A healthcare Flexible Spending Account (FSA) is an employer-sponsored, tax-advantaged benefit account for employees. Through an FSA, you can withhold pre-tax dollars from your paycheck to cover out-of-pocket healthcare expenses for yourself and your qualified dependents.

What are the benefits of having an FSA?

The primary benefit of an FSA is tax savings. You contribute to the account on a pre-tax basis, meaning you pay no Federal, FICA, or State taxes on those funds. Then you use the money to pay for medical expenses for yourself and your family members.

What are “qualified” expenses?

You can use a healthcare FSA to pay for many medical, dental or vision expenses that you would normally pay for out-of-pocket. An FSA typically covers qualified expenses such as deductibles, coinsurance, or co-payment amounts for your health plan; corrective eyewear, including contact lenses; dental work and orthodontia; medical equipment; hearing aids; chiropractic care; and more.

Many over-the-counter (OTC) items are eligible for reimbursement from an FSA. There are some restrictions, though. Here’s an overview:

  1. Eligible items – Insulin and healthcare products that do not contain any medicine or drugs. This includes non-medicated bandages, contact lens solution, hearing aid batteries, diagnostic and testing products, reading glasses, etc. These products do not require a prescription, letter of medical necessity or doctor’s directive to be FSA-eligible.
  2. Eligible with a Prescription – OTC items that contain a drug or medication. Examples of items that require a prescription include diaper rash creams and ointments, cold and allergy medicines, laxatives, pain relievers, sleep aids, etc.
  3. Eligible with Letter of Medical Necessity (LMN) or a Doctor’s Directive – Items that require a letter of medical necessity or doctor’s directive are those that can be used for a specific medical condition or for general health purposes. These include products and services such as massage therapy, athletic shoes, fiber and weight loss supplements, vitamins, air purifiers, sitz baths, and support hose, among others.

For a list of eligible expenses, see IRS Publication 502.

Who are qualified dependents?

Qualified dependents are your spouse or someone you can claim as an exemption for federal income tax purposes.

When can I sign up for an FSA?

You can sign up for an FSA only during the open enrollment season.

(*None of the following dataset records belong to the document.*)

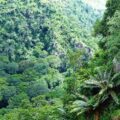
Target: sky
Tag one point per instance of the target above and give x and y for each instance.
(97, 4)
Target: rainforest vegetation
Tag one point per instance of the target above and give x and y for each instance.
(59, 60)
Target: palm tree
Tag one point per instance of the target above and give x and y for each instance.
(106, 83)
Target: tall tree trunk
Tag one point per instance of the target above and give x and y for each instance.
(97, 115)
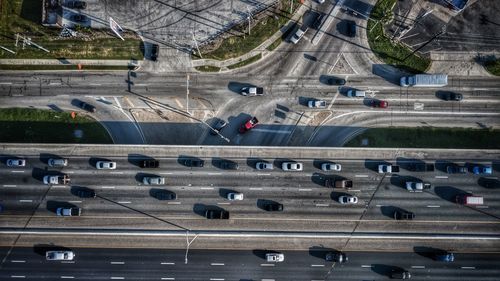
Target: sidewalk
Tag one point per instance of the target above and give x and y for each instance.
(261, 49)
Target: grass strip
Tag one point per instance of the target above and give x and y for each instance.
(26, 125)
(460, 138)
(390, 52)
(208, 68)
(245, 62)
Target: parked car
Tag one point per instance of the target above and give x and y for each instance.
(273, 207)
(291, 166)
(16, 162)
(331, 167)
(403, 215)
(235, 196)
(105, 165)
(456, 169)
(58, 162)
(482, 170)
(88, 107)
(275, 257)
(336, 257)
(194, 163)
(348, 199)
(59, 255)
(153, 180)
(218, 127)
(264, 166)
(379, 103)
(316, 104)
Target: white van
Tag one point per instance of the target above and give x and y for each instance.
(356, 94)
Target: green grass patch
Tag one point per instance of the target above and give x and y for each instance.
(390, 52)
(63, 67)
(24, 17)
(24, 125)
(242, 43)
(428, 138)
(493, 67)
(208, 68)
(245, 62)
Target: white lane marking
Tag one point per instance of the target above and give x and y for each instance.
(272, 131)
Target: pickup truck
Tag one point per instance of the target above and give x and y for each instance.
(150, 163)
(56, 179)
(217, 214)
(421, 167)
(252, 91)
(388, 169)
(69, 212)
(347, 184)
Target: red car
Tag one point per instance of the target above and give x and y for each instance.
(379, 103)
(250, 124)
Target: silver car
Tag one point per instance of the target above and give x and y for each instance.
(153, 180)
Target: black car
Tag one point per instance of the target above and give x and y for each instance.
(155, 50)
(351, 28)
(451, 96)
(79, 18)
(194, 163)
(403, 215)
(228, 165)
(87, 107)
(218, 127)
(86, 193)
(335, 81)
(77, 4)
(273, 207)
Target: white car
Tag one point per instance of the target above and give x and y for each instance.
(153, 180)
(59, 255)
(316, 104)
(105, 165)
(16, 162)
(275, 257)
(264, 166)
(348, 199)
(232, 196)
(331, 167)
(291, 166)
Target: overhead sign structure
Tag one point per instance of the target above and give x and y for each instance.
(117, 29)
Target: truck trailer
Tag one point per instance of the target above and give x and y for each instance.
(424, 80)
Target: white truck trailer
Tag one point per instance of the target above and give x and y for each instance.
(424, 80)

How much can I contribute to my healthcare FSA?

In 2019, the annual contribution limit for healthcare FSAs is $2,700.

How do I fund my FSA?

During enrollment season, you choose how much you want to contribute to your FSA (up to the annual limit). Your annual election amount will be divided by how many pay periods are in the year, then each payday, your contributions will be deducted pre-tax from your paycheck in equal amounts. Employers may also contribute to employee FSAs.

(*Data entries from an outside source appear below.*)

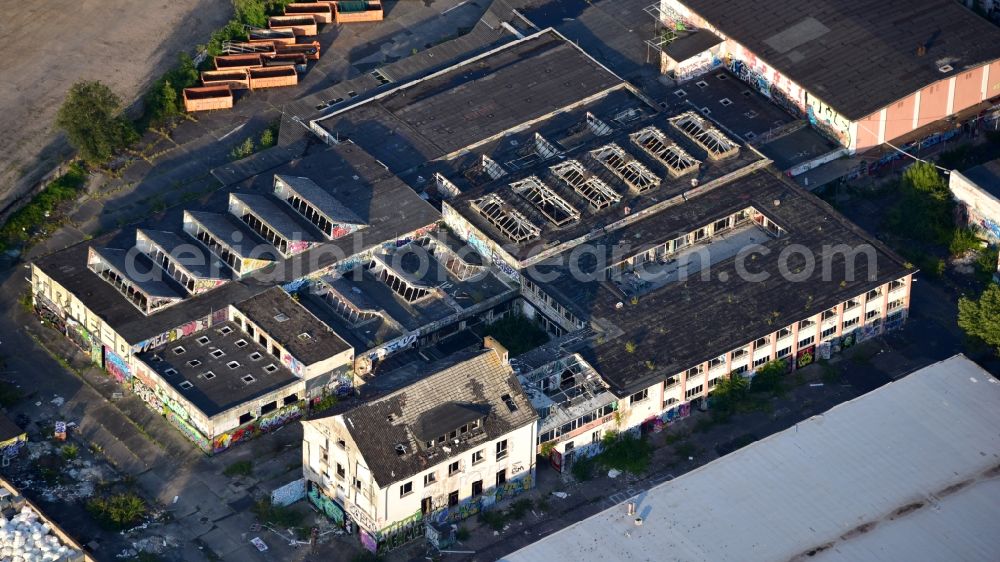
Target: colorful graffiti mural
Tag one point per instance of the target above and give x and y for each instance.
(326, 506)
(279, 418)
(289, 493)
(188, 430)
(116, 366)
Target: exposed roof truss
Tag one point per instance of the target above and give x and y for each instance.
(511, 223)
(547, 201)
(593, 189)
(658, 145)
(707, 136)
(623, 165)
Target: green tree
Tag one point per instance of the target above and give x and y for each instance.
(925, 210)
(92, 117)
(981, 318)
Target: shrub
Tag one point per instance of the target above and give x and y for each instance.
(769, 376)
(119, 511)
(70, 452)
(980, 319)
(517, 333)
(269, 136)
(243, 149)
(92, 118)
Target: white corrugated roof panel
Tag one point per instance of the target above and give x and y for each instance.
(907, 472)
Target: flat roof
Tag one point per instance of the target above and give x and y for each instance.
(683, 323)
(471, 101)
(278, 216)
(478, 383)
(189, 254)
(905, 472)
(855, 55)
(390, 207)
(691, 43)
(189, 358)
(243, 241)
(624, 115)
(304, 336)
(141, 272)
(321, 199)
(986, 177)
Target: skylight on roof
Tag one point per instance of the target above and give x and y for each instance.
(623, 165)
(559, 211)
(658, 145)
(593, 189)
(511, 223)
(703, 132)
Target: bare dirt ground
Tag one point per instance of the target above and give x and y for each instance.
(50, 45)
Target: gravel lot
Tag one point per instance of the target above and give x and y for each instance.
(50, 45)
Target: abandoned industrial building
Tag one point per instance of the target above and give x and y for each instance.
(911, 69)
(865, 480)
(455, 442)
(660, 250)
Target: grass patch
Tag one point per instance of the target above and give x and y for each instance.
(40, 215)
(829, 373)
(517, 333)
(239, 468)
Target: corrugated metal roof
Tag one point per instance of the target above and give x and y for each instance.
(906, 472)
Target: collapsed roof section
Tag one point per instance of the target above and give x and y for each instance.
(617, 160)
(465, 105)
(184, 259)
(319, 207)
(231, 240)
(272, 223)
(137, 278)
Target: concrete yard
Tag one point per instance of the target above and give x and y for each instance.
(50, 45)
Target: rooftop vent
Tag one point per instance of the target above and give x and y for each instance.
(509, 401)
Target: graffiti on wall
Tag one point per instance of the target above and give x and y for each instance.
(369, 542)
(696, 66)
(188, 430)
(414, 526)
(185, 330)
(869, 168)
(116, 366)
(227, 439)
(326, 506)
(289, 493)
(402, 342)
(279, 418)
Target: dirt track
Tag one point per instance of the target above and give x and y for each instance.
(52, 44)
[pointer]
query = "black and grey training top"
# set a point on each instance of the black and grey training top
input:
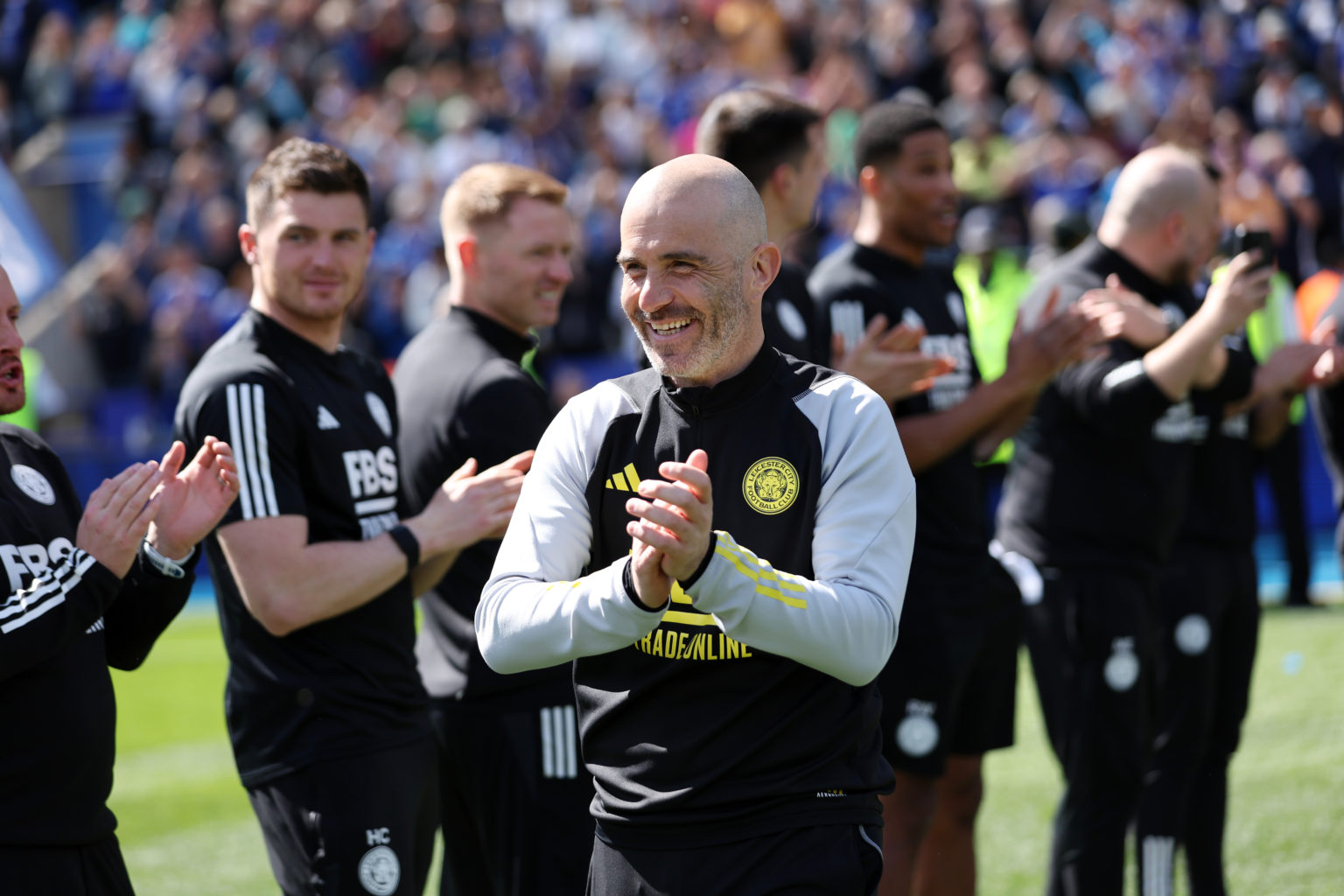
(854, 285)
(464, 396)
(63, 620)
(315, 434)
(745, 704)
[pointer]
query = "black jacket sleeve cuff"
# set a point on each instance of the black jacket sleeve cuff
(628, 580)
(704, 564)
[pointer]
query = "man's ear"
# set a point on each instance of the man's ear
(248, 242)
(762, 269)
(468, 248)
(781, 178)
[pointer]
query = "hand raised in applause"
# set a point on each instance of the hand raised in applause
(471, 507)
(1126, 315)
(889, 360)
(671, 531)
(1058, 339)
(117, 516)
(193, 499)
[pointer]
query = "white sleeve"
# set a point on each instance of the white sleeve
(843, 622)
(536, 610)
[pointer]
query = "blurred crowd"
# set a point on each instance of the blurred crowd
(1045, 101)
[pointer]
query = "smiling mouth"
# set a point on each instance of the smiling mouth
(669, 328)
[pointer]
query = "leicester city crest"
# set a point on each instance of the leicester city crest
(770, 485)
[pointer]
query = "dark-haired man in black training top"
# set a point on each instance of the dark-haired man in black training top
(514, 792)
(315, 564)
(948, 692)
(87, 587)
(780, 145)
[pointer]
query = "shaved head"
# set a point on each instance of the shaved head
(1156, 183)
(1163, 214)
(696, 260)
(710, 188)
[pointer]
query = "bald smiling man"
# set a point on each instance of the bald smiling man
(721, 547)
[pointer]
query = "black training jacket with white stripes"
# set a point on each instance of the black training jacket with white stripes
(315, 434)
(65, 618)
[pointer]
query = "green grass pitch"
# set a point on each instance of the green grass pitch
(186, 825)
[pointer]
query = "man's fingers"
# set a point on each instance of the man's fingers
(674, 494)
(663, 516)
(463, 472)
(130, 488)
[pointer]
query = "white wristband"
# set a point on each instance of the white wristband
(171, 569)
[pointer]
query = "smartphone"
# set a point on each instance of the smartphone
(1245, 241)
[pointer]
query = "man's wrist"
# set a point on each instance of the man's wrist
(408, 544)
(171, 566)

How can I access my funds?

Most FSA plans offer an account-linked benefits debit card. You can use the debit card when you make a purchase for an eligible expense at a pharmacy, a doctor’s office, online, or another location.

If you do not have or cannot use your debit card, you can pay out-of-pocket, then submit a claim for reimbursement to your plan’s administrator. Be sure to keep itemized receipts and other related documents for your claim. Non-itemized cash register receipts, credit card receipts, and cancelled checks cannot be used to validate a claim.

What happens if I use my FSA for a non-eligible expense?

If you submit a claim for reimbursement of a non-eligible expense, your administrator will deny the claim.

If you used your benefits debit card and the expense is deemed ineligible after the transaction, you must reimburse your FSA account for that amount. You may be required to pay income taxes if you do not reimburse the account.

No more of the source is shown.